This Tuesday, Rafael Kubelik, one of the country's most renowned 20th century conductors and composers, would have celebrated his 90th birthday. Born on June 29 1914, in the Central Bohemian village Bychory, Rafael Kubelik was the youngest of eight siblings - his father the famous Czech violin player and composer Jan Kubelik and his mother a Hungarian Countess.
Kubelik started his exceptional career at the young age of 19 when he first conducted the Czech Philharmonic. He succeeded Vaclav Talich as chief conductor at the age of 28 and also conducted opera at the Brno National Theatre until 1941.
When the Communists came to power in 1948, he left the country in protest. His enormous talent earned him guest performances with the best orchestras around the world, including America, Australia, Moscow, London, Italy, Chicago, and Vienna. He held the post of Music Director of the Chicago Symphony Orchestra, headed the Royal Opera at Covent Garden in London, the Metropolitan Opera in New York and conducted the Bavarian Radio Symphony Orchestra in Munich from 1961 to 1983, after which he devoted much of his free time to composing.

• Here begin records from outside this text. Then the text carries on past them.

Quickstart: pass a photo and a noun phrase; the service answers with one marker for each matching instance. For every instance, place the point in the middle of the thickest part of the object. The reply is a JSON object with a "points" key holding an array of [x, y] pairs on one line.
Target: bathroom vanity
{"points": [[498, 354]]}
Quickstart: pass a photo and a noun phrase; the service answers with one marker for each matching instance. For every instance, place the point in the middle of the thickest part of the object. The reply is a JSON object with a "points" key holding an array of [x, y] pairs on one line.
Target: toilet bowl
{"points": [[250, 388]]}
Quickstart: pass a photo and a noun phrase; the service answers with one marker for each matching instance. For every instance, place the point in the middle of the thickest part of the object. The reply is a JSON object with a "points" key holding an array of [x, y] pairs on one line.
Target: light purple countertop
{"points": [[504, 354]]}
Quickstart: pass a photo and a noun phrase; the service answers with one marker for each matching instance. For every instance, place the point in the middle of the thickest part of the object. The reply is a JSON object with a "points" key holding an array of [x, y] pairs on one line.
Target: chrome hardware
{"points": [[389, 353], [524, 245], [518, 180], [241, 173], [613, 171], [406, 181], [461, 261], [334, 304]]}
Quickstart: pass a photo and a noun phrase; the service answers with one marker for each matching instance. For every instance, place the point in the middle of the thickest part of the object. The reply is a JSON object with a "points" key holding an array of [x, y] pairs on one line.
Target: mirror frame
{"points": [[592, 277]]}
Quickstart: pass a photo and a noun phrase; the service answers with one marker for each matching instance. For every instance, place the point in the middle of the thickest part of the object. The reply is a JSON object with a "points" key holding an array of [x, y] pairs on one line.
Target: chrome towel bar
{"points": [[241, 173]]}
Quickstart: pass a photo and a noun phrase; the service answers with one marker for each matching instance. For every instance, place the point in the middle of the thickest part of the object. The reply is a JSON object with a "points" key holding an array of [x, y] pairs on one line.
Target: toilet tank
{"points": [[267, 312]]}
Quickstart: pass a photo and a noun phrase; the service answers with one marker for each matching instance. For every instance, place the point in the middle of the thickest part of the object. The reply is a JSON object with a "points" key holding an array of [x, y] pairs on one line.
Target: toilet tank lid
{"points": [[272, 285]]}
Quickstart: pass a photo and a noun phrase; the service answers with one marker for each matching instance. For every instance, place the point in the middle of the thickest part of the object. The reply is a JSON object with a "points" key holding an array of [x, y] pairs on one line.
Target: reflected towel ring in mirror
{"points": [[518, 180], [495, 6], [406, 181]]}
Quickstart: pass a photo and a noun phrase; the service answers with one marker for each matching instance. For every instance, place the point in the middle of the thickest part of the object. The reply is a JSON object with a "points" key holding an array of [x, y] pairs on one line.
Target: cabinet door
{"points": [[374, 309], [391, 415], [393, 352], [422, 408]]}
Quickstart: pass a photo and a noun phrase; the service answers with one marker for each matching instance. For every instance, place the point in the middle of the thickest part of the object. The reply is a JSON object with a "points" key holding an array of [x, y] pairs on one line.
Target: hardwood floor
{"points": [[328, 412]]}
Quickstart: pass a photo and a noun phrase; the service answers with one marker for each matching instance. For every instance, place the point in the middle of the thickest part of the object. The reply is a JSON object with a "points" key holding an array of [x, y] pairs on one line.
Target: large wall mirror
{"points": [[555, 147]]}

After the Communist regime collapsed in Czechoslovakia, he returned home and was named honorary chief-conductor of the Czech Philharmonic. After a gap of 42 years, Rafael Kubelik once again conducted the philharmonic with an unforgettable opening concert at the Prague Spring Festival, when the orchestra performed Bedrich Smetana's My Homeland. Kubelik died in 1996 leaving behind not only dozens of recordings, but his work as a composer, including five operas.